AKU MASIH MENUNGGUMU
di bibir pantai ini, Senggigi. Pantai yang menjadi saksi kita. Pantai ini
adalah satu-satunya tempat yang mampu membaca tatapan mata kita dan resah di
tidur panjang kita. Angin senja dan semburat mentari di ufuk barat sana seakan
ikut duduk bersamaku, menantimu. Bukankah kau pernah berujar bahwa kau
mencintai angin senja ini dan semburat kuning mentari di ujung lautan seberang?
Lihatlah,
batu-batu cadas hitam yang ditampar gelombang masih angkuh dan menunggu. Di
tebing batu-batu itulah kau pernah memintaku untuk memotretmu. Hasil potretan
itu yang melukis wajah dan senyummu masih tersimpan rapi dalam folder laptopku.
Pada deretan batu-batu cadas itu pulalah kau percikkan air pada wajahku.
Semilir angin menerbangkan ujung kerudungmu yang dengan gesit akan kau raih dan
kau rapikan kembali. Di bibir pantai ini aku masih menunggu, adakah kau ‘kan datang?
Semburat
mentari di ujung lautan seberang berubah jingga, pertanda ia mulai lelah
menunggu. Seekor kepiting kecil lewat dan menyapaku “apa yang kau tunggu anak
muda? Jika kau menanti seorang gadis yang kau potret di atas tebing cadas itu,
maka dia tidak akan datang senja ini. Gadis itu telah menggadaikan ceritamu
kepada tukang loak seharga dua ribu rupiah”. Hussshhh, sok tahu. Aku membentak
makhluk kecil itu. Ia berlari ketakutan dan segera masuk ke liang-liang pasir
pantai ini.
Benarkah
kau telah menggadaikan senja ini kepada tukang loak seharga dua ribu rupiah?

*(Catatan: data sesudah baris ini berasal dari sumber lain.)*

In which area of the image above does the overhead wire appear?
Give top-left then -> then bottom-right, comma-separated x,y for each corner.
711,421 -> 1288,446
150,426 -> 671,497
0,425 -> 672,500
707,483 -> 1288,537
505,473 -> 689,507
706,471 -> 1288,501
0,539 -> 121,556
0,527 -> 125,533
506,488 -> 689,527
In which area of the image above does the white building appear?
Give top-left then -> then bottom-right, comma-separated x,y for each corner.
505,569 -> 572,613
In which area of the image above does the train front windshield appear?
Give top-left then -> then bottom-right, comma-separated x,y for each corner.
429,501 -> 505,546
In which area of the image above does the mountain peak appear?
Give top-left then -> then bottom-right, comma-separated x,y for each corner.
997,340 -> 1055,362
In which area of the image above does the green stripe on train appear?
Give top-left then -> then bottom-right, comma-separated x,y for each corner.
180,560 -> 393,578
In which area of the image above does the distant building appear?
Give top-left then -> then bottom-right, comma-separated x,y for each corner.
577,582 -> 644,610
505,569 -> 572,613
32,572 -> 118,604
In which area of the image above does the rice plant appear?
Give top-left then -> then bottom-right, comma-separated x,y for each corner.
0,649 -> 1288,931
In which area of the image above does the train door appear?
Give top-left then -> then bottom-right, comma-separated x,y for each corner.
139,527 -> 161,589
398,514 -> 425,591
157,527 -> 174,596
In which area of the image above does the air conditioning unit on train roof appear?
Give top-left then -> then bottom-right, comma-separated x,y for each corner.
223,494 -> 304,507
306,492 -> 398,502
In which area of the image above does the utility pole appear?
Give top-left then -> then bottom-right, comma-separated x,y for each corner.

Bukankah dua ribu rupiah tidak bermakna apa-apa bagi tukang loak itu dan
orang-orang di sekitarnya, namun bermakna besar bagi kita? Bukankah dua ribu
rupiah yang telah mengikat hati kita menjadi satu? Dua ribu rupiah jugalah yang
membawaku menyetubuhi angin senja yang menusuk ini?
Haruskah
aku percaya pada kepiting kecil itu?
Masihkah
kau ingat ketika pertama kali dua ribu rupiah mengikat kita?
Pagi
menjelang siang itu, aku harus meninggalkan kantor karena ada urusan yang harus
aku selesaikan di kampus tempat kita kuliah dahulu. Aku meninggalkan beberapa pekerjaan
yang belum kelar, dan kuminta kau tuk menggantikanku melanjutkan pekerjaan itu.

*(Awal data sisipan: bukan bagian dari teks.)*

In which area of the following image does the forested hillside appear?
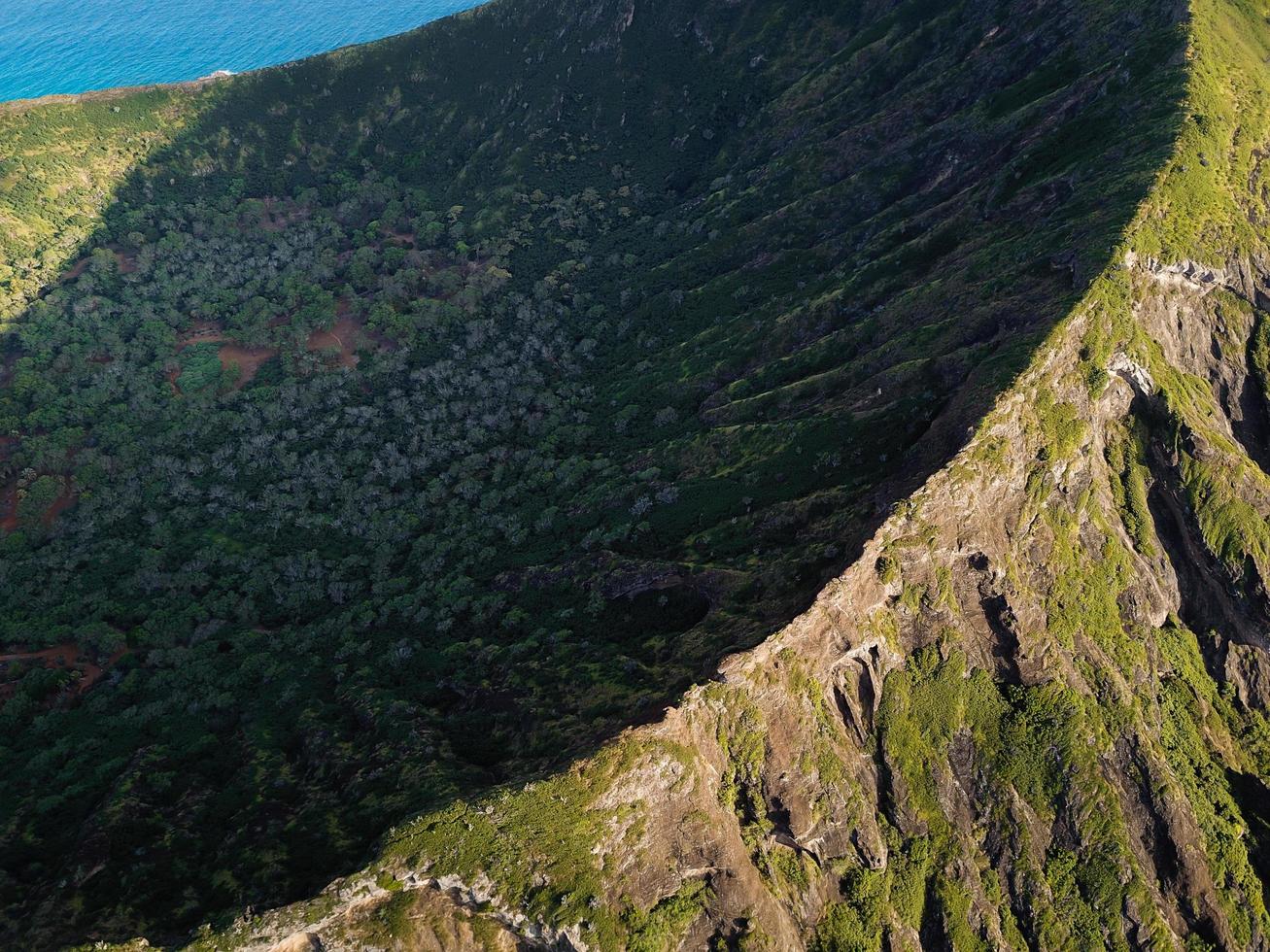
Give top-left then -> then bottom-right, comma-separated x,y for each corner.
0,0 -> 1244,949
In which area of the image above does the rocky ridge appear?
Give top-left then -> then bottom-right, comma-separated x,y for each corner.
174,0 -> 1270,949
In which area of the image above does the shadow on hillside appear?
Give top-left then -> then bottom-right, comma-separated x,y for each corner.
0,0 -> 1183,947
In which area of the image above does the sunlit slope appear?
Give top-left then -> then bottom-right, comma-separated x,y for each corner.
181,0 -> 1270,949
0,0 -> 1186,947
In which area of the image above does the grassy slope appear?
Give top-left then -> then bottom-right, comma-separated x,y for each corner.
0,3 -> 1204,949
179,0 -> 1270,949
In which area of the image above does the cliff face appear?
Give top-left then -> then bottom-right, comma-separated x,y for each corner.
0,0 -> 1198,948
190,0 -> 1270,949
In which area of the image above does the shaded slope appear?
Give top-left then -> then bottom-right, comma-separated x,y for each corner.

“Dua ribu rupiah!” bisikmu sebagai kompensasi pengalihan tugas itu. Aku hanya
menjawab dengan satu kata “Siiippp!” saja sebagai tanda setuju. Itulah awalnya
hingga kemudian dua ribu rupiah itu melahirkan dua ribu rupiah-dua ribu rupiah
lainnya yang menggoreskan kisah kita. Mereka serupa anak-anak nan cantik dan
imut-imut yang kau lahirkan dari rahimmu, menjadikan kita sepasang orang tua
yang paling bahagia di dunia.
Jikalau
dua ribu rupiah itu adalah anak yang kau lahirkan, maka anak dua ribu rupiah
pertama kita lahir ketika beberapa hari kemudian aku kembali menitipkan tugasku
kepadamu. Aku keluar beberapa puluh menit untuk menyelesaikan urusan kecil di
luar kantor kemudian segera kembali lagi ke kantor kita. Dan belum sempat
bibirku berucap “Thanks!”, kau telah
lebih dahulu menagih dua ribu rupiah itu. Traktir cilok – pentolan bakso berkuah – seharga dua ribu rupiah. Dan seperti
biasa, itu adalah dua ribu rupiah yang cantik dan imut-imut.
Ah,
bukankah dua ribu rupiah kita memang selalu cantik?
Aku
masih terduduk di pinggir pantai ini. Angin senja semakin dingin, memaksaku
merapatkan jaket yang aku pakai. Mentari di seberang lautan kian jingga. Ombak
mulai lelah menampar batu-batu cadas. Sementara batu-batu cadas itu merintih
memanggilmu untuk menaiki mereka dan aku akan memotretmu dibawah lukisan
silhoet senja. Namun kau belum jua datang, padahal pada pertemuan-pertemuan
kita sebelumnya, kaulah yang tersering menungguku di sini, bersama senyummu,
dan ketika aku menemuimu dengan sedikit terlambat, dengan raut ngambek dan nada sinis kau akan
memintaku mentraktir jagung bakar dua ribu rupiah sebagai kompensasi. Dan tahukah
kau, senja ini, Pak Tua penjual jagung bakar itupun telah mengayuh sepeda
ontelnya kembali ke rumah?
Bersama
senja yang manaungi Senggigi nan indah, aku kenang semuanya tentangmu. Beberapa
bulan setelah pertama kali kau menagih dua ribu rupiah dariku, kau jadi sering
menagih dua ribu rupiah- dua ribu rupiah lainnya. Laksana seseorang yang
kesurupan atau sakaw oleh
obat-obatan, kau menagihnya setiap saat. Bahkan ketika aku ke kamar kecilpun ‘tuk
beberapa menit saja dan meninggalkan pekerjaanku, kau akan menagih dua ribu
rupiah, upah karena telah menjaga tugas yang aku tinggalkan. Bukankah itu
konyol? Bukankah “menjaga” dan “menyelesaikan” adalah dua hal yang berbeda?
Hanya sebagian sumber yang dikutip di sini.